Na visita à sepultura do Encarnação, que faleceu em 2008 com 66 anos de idade, tivemos a companhia de uma sua filha, que também reside em Freinedo. Ficámos a saber que o nosso antigo camarada foi emigrante em França, durante grande parte da sua vida.
No dia seguinte cumprimos um “programa” diferente, dedicado aos “vivos”. Fomos ao encontro de 2 camaradas que residem perto de Almeida, uma terra com história e com alma…até Almeida(1).
Como o Belmiro Tavares gosta de dizer fizemos nessa tarde um “mini-convívio” da “675”.
Reencontrámos o António Alberto Nunes Espinha, por alcunha o ”Cara Rota”, e o Silvestre Fernando Verges Flor, que passou à história como o “Aguardente”. Vá lá saber-se porquê !
São agora “rapazes” com 70 anos e a vida marcou-os de maneira diferente. Curiosamente o “Aguardente” afastou-se da dita e passa a imagem de um homem tranquilo, com “as coisas” todas bem arrumadas. Em relação à sua idade actual passou mais tempo em França que em Portugal. Está bem na vida. O “Cara Rota” vê-se que é um homem desenrascado, que conhece bem o solo que pisa e que vive o seu dia …”à sua maneira”. De manhã bebe uns “copos” com uns amigos. À tarde faz “alguma coisa” e, logo que está livre, joga à sueca com uns parceiros habituais. E o tempo vai-se passando.

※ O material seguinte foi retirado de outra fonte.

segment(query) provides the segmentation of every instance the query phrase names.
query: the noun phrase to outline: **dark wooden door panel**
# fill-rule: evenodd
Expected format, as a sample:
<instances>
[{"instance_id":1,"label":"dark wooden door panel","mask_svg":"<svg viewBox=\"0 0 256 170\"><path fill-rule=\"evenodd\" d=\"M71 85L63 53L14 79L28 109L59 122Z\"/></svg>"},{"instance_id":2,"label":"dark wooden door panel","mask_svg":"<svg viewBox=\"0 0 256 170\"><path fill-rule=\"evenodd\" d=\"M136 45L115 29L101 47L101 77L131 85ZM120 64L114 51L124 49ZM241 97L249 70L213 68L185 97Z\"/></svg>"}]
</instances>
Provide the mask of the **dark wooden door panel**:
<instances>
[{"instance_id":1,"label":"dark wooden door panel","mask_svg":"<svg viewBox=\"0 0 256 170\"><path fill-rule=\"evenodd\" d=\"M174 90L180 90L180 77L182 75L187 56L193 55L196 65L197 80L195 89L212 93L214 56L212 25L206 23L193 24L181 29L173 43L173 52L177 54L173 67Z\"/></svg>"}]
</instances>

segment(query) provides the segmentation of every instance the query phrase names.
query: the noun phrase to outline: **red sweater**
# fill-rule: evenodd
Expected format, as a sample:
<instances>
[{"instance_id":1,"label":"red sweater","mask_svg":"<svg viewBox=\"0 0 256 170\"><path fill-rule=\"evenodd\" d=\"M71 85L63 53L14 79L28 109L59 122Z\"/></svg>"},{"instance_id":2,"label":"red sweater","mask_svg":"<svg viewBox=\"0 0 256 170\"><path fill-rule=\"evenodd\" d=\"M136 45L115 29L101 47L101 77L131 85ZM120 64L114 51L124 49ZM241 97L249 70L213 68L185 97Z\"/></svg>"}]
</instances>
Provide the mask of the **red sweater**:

Espinha, Tavares, Luísa, Flor e JERO
Prometeram comparecer no próximo convívio da CCaç.675, desde sempre marcado para o 1º domingo do mês de Maio de cada ano.
 E já passaram 46 anos desde que o navio “UÍGE” nos transportou de Bissau para Lisboa, onde aportámos em Alcântara em 3 de Maio de 1966.

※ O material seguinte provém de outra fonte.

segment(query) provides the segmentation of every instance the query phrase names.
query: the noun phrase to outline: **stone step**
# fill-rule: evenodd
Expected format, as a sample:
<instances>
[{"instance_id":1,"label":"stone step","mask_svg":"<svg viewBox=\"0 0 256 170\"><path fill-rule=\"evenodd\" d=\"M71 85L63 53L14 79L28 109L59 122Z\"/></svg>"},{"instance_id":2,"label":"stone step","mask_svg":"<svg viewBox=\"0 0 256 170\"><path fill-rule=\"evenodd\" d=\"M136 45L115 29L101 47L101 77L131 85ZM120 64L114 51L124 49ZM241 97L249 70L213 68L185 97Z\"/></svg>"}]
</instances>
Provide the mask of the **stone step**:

Para uma próxima “agenda”, a cumprir ainda este ano, temos para entregar as placas do Alferes Miliciano Artur Mendonça(Felgueiras) e do 1º. Cabo Cozinheiro Rogério Romão (Sabrosa/Vila Real).
 O Belmiro Tavares e sua mulher ficaram mais uns dias no “Retiro dos Caetanos”, em Souto Chão (Rocas do Vouga), que foi o nosso” quartel-general”. Grato pela hospitalidade regressei a casa pelos “meus meios” e com a ajuda da Rodoviária Nacional.
 Desta jornada de saudade a recordação mais viva, mais marcante foi a visita à campa do “Rato e ter visto a sua fotografia sumida, esfumada, apagada pelo tempo.
 Encaixada na sua lápide do cemitério de Pinhel.
Que saudades eu tenho do “puto” irreverente da Guiné dos longínquos anos de 1964-66 em Binta,
 na Vila Tomé Pinto !
Desse tempo que não volta e do tempo que corre e…não se detém .

Quanto mais tempo andaremos nesta saga ???
Num dia recordámos os mortos. No dia seguinte confraternizámos com os vivos !!!
Todos nós sabemos que só uma coisa é certa…
 Mas …a nossa amizade NUNCA CEDERÁ.
JERO


(1)- Evoca este grito –“ alma até Almeida” - a importância que teve Almeida, fortaleza que só passou a integrar definitivamente território português no século XIII, com a celebração do Tratado de Alcanizes, na defesa de toda a Beira, face às muitas incursões castelhanas, e a valentia com que os seus guardiões disso fizeram um ponto de honra.